Sayangnya, kenaikan tarif cukai yang eksesif 2 tahun ini, berdampak negatif pada PDB industri hasil tembakau legal dan perekonomian secara umum, mengingat keterkaitan rantai nilai industri hasil tembakau legal sangat panjang.
Merujuk data resmi GAPPRI, sejak tahun 2019 ke tahun 2021 khusus hanya PDB riil industri hasil tembakau legal turun sekitar Rp8,4 triliun. Artinya, terjadi penurunan produksi yang diukur secara monoter.
Kendati dimasukkan inflasi dan faktor kenaikan harga lainnya yang terlihat pada nilai PDB nominal, PDB nominal IHT pada tahun 2020 turun sebesar Rp5,03 triliun, sementara pada tahun 2021 turun lagi sebesar Rp4,00 triliun.
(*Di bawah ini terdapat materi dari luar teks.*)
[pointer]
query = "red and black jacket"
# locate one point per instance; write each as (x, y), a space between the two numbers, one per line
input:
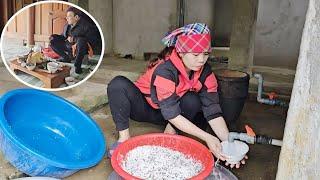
(165, 83)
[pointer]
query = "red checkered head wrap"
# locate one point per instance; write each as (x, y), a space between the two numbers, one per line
(191, 38)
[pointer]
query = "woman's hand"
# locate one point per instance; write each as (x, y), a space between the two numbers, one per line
(215, 147)
(239, 163)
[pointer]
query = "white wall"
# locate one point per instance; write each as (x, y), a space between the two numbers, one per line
(140, 25)
(101, 10)
(278, 32)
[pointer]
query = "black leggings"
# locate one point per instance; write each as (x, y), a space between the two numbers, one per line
(61, 47)
(126, 101)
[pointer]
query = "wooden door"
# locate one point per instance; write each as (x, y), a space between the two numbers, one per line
(58, 18)
(49, 19)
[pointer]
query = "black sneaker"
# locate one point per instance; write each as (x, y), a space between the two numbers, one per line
(65, 60)
(78, 70)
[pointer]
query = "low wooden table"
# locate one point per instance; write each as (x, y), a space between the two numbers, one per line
(50, 80)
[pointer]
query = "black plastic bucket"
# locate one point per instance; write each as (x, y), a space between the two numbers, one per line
(233, 92)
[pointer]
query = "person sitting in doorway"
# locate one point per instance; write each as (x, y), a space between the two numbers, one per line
(178, 90)
(80, 37)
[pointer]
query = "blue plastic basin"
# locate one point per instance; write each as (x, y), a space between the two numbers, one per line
(42, 134)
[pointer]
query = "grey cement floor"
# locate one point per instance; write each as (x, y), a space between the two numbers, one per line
(264, 119)
(12, 48)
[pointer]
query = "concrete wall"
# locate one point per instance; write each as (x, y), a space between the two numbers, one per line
(300, 155)
(217, 14)
(140, 25)
(222, 22)
(278, 32)
(101, 10)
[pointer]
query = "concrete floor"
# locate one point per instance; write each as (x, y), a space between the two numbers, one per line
(263, 159)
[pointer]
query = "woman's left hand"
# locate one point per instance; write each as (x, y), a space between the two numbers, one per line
(243, 161)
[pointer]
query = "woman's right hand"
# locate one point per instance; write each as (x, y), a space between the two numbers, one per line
(215, 147)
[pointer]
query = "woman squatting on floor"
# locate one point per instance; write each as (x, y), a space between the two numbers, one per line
(178, 90)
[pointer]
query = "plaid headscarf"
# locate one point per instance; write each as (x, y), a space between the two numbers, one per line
(193, 38)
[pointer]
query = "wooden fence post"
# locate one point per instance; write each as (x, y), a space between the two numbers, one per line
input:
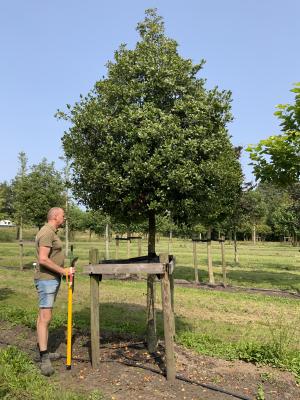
(151, 315)
(95, 322)
(168, 321)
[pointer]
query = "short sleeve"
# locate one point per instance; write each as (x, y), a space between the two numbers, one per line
(46, 240)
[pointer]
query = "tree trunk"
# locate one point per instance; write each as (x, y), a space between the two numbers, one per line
(21, 244)
(67, 238)
(236, 256)
(211, 278)
(128, 244)
(223, 260)
(170, 242)
(152, 232)
(230, 237)
(195, 262)
(151, 315)
(107, 242)
(254, 234)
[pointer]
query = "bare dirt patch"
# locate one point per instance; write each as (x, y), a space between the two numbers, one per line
(127, 370)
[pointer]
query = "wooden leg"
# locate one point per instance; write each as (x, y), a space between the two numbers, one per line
(168, 327)
(172, 303)
(95, 323)
(151, 315)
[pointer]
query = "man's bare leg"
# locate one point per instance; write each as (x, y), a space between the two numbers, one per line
(44, 318)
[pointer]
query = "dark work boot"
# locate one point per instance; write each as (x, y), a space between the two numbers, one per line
(53, 356)
(46, 366)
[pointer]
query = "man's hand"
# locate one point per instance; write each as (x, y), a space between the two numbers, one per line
(69, 271)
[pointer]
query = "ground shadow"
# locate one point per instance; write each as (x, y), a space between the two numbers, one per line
(119, 322)
(284, 279)
(5, 293)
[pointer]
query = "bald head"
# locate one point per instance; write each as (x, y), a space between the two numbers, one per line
(56, 216)
(53, 212)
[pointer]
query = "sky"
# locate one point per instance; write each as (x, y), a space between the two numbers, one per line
(54, 50)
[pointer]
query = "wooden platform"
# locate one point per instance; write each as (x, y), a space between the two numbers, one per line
(163, 267)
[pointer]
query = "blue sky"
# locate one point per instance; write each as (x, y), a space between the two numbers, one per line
(51, 51)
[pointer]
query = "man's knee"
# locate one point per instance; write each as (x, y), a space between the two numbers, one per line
(45, 315)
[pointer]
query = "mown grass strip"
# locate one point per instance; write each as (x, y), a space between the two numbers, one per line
(21, 380)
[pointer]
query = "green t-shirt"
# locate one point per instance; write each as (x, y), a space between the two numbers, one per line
(47, 237)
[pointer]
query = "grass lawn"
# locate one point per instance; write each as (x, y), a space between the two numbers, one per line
(253, 327)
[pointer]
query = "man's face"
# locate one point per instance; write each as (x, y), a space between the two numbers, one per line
(60, 218)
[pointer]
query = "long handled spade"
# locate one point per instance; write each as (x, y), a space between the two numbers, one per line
(70, 283)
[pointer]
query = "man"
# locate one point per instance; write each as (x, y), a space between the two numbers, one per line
(49, 270)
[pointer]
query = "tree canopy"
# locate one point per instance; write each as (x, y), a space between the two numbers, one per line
(150, 137)
(277, 158)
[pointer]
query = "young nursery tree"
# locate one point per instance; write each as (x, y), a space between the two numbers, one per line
(38, 191)
(150, 137)
(277, 158)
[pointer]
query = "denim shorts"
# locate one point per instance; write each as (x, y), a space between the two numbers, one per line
(47, 291)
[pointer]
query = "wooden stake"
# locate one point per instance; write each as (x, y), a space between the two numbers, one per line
(95, 322)
(209, 258)
(168, 323)
(222, 240)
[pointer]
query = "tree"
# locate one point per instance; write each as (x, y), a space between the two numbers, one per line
(277, 158)
(6, 201)
(150, 137)
(38, 191)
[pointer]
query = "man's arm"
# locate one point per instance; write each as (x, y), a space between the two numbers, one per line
(45, 261)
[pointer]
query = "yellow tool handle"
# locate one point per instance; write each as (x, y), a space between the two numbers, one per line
(69, 334)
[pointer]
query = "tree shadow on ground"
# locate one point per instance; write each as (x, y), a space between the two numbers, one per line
(119, 322)
(5, 293)
(245, 277)
(188, 273)
(282, 279)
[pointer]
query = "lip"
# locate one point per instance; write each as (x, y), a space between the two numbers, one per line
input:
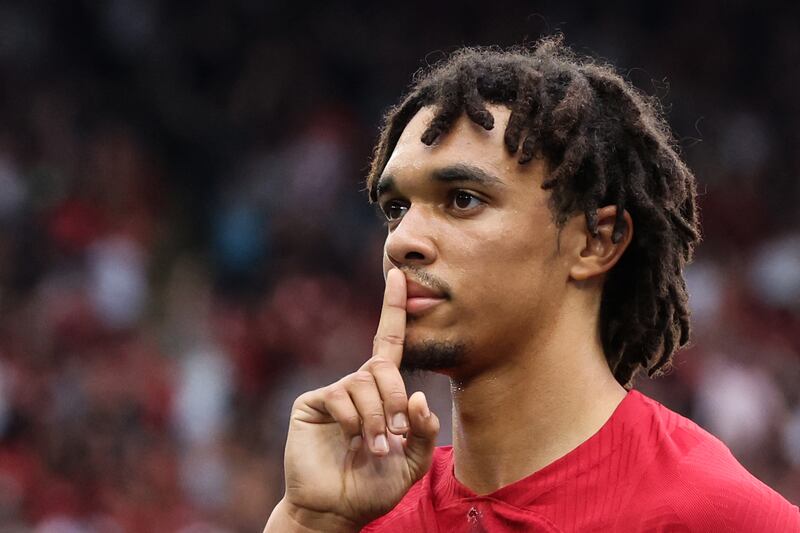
(420, 298)
(417, 305)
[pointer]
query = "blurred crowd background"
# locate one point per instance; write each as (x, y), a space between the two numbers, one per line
(185, 245)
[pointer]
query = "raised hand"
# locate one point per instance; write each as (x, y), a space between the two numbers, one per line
(356, 446)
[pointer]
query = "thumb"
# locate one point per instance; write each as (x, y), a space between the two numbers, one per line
(421, 438)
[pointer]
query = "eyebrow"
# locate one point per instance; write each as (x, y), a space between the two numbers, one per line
(460, 173)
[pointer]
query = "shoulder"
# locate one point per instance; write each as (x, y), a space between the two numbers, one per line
(693, 478)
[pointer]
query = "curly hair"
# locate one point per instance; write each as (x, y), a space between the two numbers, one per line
(606, 143)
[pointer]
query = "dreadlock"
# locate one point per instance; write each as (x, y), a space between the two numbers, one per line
(606, 144)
Menurut Henry Najoan, penurunan PDB riil dan PDB nominal ini mengindikasikan bahwa industri hasil tembakau legal menjadi korban kebijakan cukai yang seyogianya diberi bantuan penyelamatan oleh pemerintah sesuai amanat UU No 3 tahun 2014 tentang Perindustrian dalam rangka penyelamatan perekonomian nasional.
“Mengingat dampaknya yang besar, kami memandang perlu arah kebijakan cukai hasil tembakau yang memberikan kepastian iklim usaha yang sehat demi kelangsungan industri hasil tembakau nasional,” pungkasnya. (TYO)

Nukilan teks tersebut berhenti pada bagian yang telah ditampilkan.